Department of Clinical Neuroscience, Center for Molecular Medicine, Karolinska Institutet, Stockholm, Sweden; Department of Epidemiology and Biostatistics, West China School of Public Health and West China Fourth Hospital, Sichuan University, Chengdu, China.
EBioMedicine. 2023 Mar;89:104454. doi: 10.1016/j.ebiom.2023.104454. Epub 2023 Feb 3.
Polygenic risk score (PRS) has been demonstrated to be effective in identifying individuals at high risk of developing cancer, but its prognostic value remains unclear.
We constructed site-specific PRSs by aggregating the risk effect of independent variants derived from previous genome-wide association studies (GWASs) across 17 cancer types. The Cox proportional hazards model was used to evaluate the association of each PRS with cancer survival, leveraging data from two prospective European cohorts, namely the UK Biobank involving 19,628 incident cases and The Cancer Genome Atlas involving 7079 prevalent cases. The combined PRS (CPRS), determined by merging site-specific PRSs, was further used to assess the prognostic effect of PRS on overall cancer in a sex-specific manner.

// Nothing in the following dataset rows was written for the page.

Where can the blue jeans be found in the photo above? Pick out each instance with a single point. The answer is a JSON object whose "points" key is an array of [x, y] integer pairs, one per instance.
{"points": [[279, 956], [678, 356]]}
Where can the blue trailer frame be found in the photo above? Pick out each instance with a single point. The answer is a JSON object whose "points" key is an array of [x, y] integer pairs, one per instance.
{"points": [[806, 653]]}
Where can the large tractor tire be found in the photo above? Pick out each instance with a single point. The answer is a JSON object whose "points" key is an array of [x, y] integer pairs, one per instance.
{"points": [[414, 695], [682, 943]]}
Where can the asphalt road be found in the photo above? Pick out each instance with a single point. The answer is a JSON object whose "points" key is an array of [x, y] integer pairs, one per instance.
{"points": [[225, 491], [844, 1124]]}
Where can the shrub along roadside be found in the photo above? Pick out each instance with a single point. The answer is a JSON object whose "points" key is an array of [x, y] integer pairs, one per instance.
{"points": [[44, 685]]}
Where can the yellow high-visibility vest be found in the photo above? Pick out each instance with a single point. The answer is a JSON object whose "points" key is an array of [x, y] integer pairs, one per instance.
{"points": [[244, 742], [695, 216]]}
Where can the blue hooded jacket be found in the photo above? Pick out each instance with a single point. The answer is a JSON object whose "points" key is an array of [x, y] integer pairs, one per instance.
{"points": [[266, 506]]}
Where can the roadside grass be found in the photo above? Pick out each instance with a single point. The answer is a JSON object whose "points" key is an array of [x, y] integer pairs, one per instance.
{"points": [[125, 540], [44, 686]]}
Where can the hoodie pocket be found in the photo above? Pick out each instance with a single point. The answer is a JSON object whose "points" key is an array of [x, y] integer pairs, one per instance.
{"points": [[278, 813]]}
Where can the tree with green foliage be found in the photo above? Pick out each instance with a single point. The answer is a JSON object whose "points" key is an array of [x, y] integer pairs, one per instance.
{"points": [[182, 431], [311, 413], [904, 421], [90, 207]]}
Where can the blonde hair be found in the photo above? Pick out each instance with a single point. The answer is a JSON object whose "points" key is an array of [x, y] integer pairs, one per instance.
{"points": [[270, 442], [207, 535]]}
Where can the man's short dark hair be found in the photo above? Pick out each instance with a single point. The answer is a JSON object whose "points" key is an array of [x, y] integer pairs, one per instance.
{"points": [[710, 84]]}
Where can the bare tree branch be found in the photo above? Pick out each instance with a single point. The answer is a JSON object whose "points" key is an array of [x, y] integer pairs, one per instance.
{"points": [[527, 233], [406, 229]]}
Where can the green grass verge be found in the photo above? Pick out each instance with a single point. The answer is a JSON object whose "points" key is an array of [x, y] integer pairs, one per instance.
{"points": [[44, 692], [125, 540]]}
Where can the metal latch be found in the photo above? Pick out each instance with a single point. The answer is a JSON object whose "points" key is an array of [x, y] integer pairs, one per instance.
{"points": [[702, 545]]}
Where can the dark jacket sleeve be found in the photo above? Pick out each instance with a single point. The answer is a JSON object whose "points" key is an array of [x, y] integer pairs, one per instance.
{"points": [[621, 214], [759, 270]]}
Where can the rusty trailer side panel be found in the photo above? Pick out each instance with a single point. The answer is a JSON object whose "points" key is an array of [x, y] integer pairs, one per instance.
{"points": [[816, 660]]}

We discovered that the cancer risk-related PRS was associated with neither overall survival (OS) nor cancer-specific survival (CSS) of each site-specific cancer with an underlying false discovery rate (FDR) P > 0.05, as evidenced by consistent findings from the two cohorts. Furthermore, the fixed-effect meta-analysis of the two cohorts provided no evidence to support for an association between CPRS and overall cancer survival in both males [OS: hazard ratio (HR) = 1.00, P = 0.760; CSS: HR = 1.01, P = 0.447] and females (OS: HR = 0.97, P = 0.067; CSS: HR = 0.96, P = 0.054). Similar results were observed across multiple sensitivity analyses.

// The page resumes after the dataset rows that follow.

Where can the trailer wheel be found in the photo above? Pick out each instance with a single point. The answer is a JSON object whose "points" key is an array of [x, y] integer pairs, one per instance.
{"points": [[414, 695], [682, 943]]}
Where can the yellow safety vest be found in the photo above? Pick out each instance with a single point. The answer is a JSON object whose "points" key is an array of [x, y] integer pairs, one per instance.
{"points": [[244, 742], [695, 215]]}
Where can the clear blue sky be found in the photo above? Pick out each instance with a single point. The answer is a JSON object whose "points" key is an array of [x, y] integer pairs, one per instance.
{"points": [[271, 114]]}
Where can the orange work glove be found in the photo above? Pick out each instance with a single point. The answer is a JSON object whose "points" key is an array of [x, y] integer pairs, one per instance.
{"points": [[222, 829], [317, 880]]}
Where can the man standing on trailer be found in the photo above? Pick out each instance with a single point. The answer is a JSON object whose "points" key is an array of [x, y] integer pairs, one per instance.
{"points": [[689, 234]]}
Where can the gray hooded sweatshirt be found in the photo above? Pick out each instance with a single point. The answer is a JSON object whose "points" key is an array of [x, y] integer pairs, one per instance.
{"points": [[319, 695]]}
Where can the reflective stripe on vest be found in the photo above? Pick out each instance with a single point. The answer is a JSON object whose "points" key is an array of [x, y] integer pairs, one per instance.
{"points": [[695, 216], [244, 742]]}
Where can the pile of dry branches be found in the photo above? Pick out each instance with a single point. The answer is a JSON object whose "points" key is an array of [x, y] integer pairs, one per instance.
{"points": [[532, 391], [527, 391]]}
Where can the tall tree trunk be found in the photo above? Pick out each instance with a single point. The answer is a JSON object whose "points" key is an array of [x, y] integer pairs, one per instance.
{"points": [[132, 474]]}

Our findings indicate that the risk-specific PRS might not be a clinically useful tool in cancer prognosis prediction and further studies focusing on the development of polygenic prognostic score are warranted.
This project was funded by the National Natural Science Foundation of China (82173601 and 82073631), and Priority Academic Program Development of Jiangsu Higher Education Institutions (Public Health and Preventive Medicine).
多基因风险评分 (PRS) 已被证明可有效识别癌症高危个体,但其预后价值仍不清楚。
我们通过汇总来自 17 种癌症的全基因组关联研究 (GWAS) 中独立变异的风险效应,构建了特定部位的 PRS。Cox 比例风险模型用于评估每个 PRS 与癌症生存的关联,利用来自两个前瞻性欧洲队列的数据,即英国生物银行(涉及 19628 例新发病例)和癌症基因组图谱(涉及 7079 例现患病例)。通过合并特定部位的 PRS 确定的综合 PRS (CPRS),进一步用于评估 PRS 对整体癌症的预后影响,具体方式为按性别进行。
我们发现,癌症风险相关的 PRS 与两个队列中每个特定部位癌症的总生存期 (OS) 和癌症特异性生存期 (CSS) 均无关联(经底层假发现率 (FDR) P > 0.05 校正)。此外,两个队列的固定效应荟萃分析也没有提供证据支持 CPRS 与男性 [OS:风险比 (HR) = 1.00,P = 0.760;CSS:HR = 1.01,P = 0.447] 和女性 [OS:HR = 0.97,P = 0.067;CSS:HR = 0.96,P = 0.054] 整体癌症生存之间存在关联。在多次敏感性分析中也观察到了类似的结果。
我们的研究结果表明,特定风险的 PRS 可能不是癌症预后预测的有用工具,需要进一步研究以开发多基因预后评分。
本项目由国家自然科学基金 (82173601 和 82073631) 和江苏高校优势学科建设工程资助。